The Massachusetts lawmaker shared the story during her keynote address at the National Women’s Law Center’s 45th anniversary gala, according to Glamour.com. If it hadn’t been for her 78-year-old aunt Bee, she likely wouldn’t be a U.S. senator today.
Warren was a mother of two young children and a new law school professor when her babysitter quit. After cycling through various childcare options, she realized she just couldn’t handle the stress of balancing her job with being a mom. She broke down crying during a phone call with her aunt Bee, and confessed that she was going to quit her job.
Her aunt told her to wait, and the next week she showed up with seven suitcases and her Pekingese. She stayed with Warren and her family for 16 years.
"I'm a United States senator today in part because my aunt Bee rescued me on that Thursday in 1979," Warren said at the gala. "Without childcare, I was a goner. And I know how lucky I was because so many working moms don't have an aunt Bee who can fly in and help out."
Warren is right: Working moms without an aunt Bee face numerous challenges when it comes to locking down childcare, most especially that it’s exorbitantly expensive. The average annual cost of infant care, at $9,589, is higher than college tuition in 33 states. In cities like New York and San Francisco, the average cost of infant care is well over $16,000. For one-third of working families, that means more than 20 percent of their paycheck goes toward childcare costs.

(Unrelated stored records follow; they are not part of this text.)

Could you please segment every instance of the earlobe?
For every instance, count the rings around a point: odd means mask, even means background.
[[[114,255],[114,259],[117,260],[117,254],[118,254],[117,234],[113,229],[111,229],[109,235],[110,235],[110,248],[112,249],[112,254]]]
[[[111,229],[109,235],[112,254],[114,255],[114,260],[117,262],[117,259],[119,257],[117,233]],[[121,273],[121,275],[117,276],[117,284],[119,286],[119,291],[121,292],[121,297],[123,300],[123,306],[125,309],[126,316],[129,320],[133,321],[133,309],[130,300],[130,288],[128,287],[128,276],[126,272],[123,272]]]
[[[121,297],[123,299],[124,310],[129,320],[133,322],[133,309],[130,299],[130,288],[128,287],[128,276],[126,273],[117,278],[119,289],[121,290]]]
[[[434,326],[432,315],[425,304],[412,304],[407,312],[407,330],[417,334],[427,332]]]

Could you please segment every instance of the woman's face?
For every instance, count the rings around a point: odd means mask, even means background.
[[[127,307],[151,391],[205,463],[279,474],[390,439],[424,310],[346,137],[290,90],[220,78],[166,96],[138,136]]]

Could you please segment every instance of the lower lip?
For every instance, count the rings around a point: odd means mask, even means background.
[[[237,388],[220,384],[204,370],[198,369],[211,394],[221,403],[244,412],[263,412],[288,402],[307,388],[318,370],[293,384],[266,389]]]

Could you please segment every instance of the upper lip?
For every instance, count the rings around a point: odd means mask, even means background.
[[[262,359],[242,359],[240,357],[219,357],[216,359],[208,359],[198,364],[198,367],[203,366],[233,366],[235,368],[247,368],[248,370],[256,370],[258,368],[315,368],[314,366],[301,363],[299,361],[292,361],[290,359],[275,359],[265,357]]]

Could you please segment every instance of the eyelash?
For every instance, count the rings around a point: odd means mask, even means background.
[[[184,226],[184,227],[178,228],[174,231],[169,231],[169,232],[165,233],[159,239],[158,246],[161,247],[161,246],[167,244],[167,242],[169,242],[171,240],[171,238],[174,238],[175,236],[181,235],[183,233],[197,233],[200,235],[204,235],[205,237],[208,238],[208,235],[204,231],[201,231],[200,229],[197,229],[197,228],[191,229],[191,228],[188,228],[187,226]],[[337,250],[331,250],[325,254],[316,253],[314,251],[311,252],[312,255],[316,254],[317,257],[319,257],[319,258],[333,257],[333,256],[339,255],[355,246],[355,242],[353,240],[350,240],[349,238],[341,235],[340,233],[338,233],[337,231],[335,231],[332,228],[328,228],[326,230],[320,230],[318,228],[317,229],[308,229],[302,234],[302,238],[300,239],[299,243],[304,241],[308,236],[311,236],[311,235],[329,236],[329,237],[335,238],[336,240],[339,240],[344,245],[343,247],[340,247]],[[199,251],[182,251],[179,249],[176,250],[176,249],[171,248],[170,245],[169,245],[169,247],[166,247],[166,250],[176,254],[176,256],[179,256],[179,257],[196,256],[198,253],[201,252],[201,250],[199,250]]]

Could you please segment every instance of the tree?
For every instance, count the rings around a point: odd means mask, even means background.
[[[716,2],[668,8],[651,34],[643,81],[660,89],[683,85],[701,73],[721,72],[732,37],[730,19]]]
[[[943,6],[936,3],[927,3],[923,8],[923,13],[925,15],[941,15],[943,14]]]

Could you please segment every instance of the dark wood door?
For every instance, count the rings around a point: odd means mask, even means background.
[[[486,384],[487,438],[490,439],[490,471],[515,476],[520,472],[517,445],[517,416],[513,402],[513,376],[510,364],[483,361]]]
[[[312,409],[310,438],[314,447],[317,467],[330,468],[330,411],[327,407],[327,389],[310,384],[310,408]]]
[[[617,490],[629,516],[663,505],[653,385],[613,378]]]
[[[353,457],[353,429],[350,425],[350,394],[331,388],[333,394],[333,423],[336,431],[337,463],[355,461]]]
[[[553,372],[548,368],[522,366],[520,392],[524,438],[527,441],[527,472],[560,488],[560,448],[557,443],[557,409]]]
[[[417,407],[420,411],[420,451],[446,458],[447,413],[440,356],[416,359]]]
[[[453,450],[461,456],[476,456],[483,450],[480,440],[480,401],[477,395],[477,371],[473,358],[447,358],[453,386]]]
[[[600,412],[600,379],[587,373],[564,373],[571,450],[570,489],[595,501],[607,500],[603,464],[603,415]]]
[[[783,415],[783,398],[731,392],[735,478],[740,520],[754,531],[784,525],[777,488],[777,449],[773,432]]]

Several members of Congress and even Ivanka Trump have introduced or voiced support for proposals to help make childcare more affordable for working parents, including Warren herself. She also introduced the Schedules That Work Act, which would give hourly employees a bit more control over their often-unpredictable work schedules—a move that would help working moms make it to work and their kids’ doctor’s appointments. And she wants to expand the number of early childhood education programs available to 2-, 3- and 4-year olds.
"It's a big goal, but no one builds a future without investment," Warren said. "Whether you and I have small children or not, we have an interest in the future of this country, and that means we have an interest—and a responsibility—to invest in America’s children. And that means making sure that their teachers and caregivers are adequately paid and trained…and it means making sure that when parents are working, their children are safe and loved and learning and growing."
Preach it, Sen. Warren. We’re glad you persisted.